Editors suggest fixing the wrong path

    Today's Indy Star editorial reads: Education paves path out of poverty.  This is absolutely incorrect!  According to a paper published in April, 2006 by the Annie E. Cassey Foundation, one can see that WORK paves the path out of poverty...not education.  Education is one of several dimensions important to child and adolescent well being.  But the most important factor impacting those "several dimensions" is family economic resources. 

The study states: "Children who live in low-income families are at a substantially higher risk of negative economic, educational and health outcomes compared with children who live in more affluent families."  Affluence I remind you, is earned by working, it's not granted by the government.  According to the report,  45% of the children in the lowest income brackets (family income < $10K a year) do not have a parent in the labor force.  In Indiana, that number is 72%.  A child or teen who expects to live off welfare will place no value on education.
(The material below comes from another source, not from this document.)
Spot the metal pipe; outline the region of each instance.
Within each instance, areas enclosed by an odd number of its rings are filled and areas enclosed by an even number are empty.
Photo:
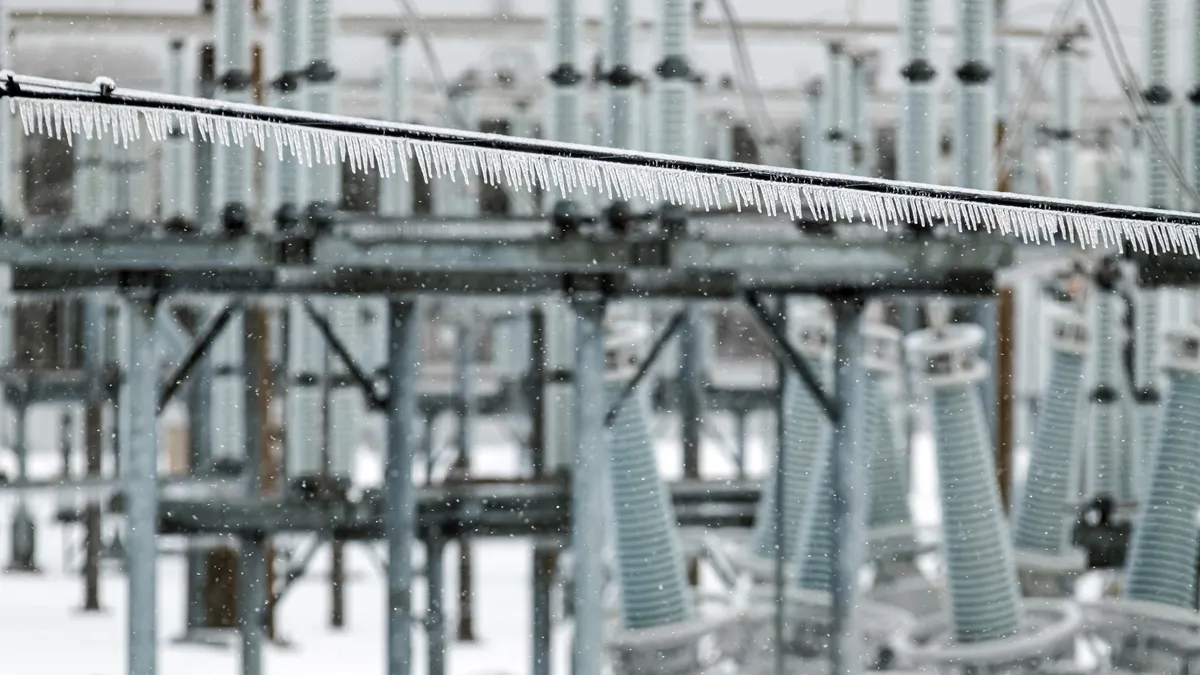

Breaking the $10K threshold means greater advancement potential for kids.  Even an "uneducated" teen parent can earn more than $10K a year working for minimum wage.  But their "parents"  have set the bar low: sitting at home and collecting welfare.  The education they are missing is from the home-front, not the classroom.
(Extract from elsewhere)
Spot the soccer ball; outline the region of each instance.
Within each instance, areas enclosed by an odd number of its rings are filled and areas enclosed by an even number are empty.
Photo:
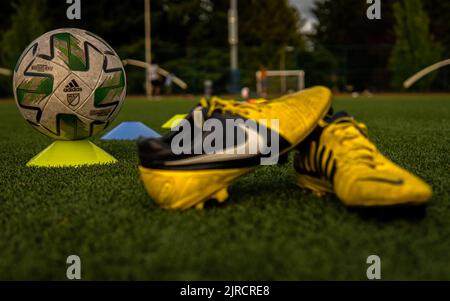
[[[85,139],[119,113],[125,70],[116,52],[95,34],[57,29],[22,53],[13,90],[22,116],[35,129],[59,140]]]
Nationally, welfare cases have dropped an average of 58% from August 1996.  In Indiana, the case load fell only 6.3%.  People who don't like to work will not like school...it involves hard work and homework.  To many Hoosiers work is a 4 letter word.

Raising expectations of school systems and reforming schools WILL NOT WORK until we reform parenting first.  If you want to give kids a leg up, then give their parents a kick in the pants!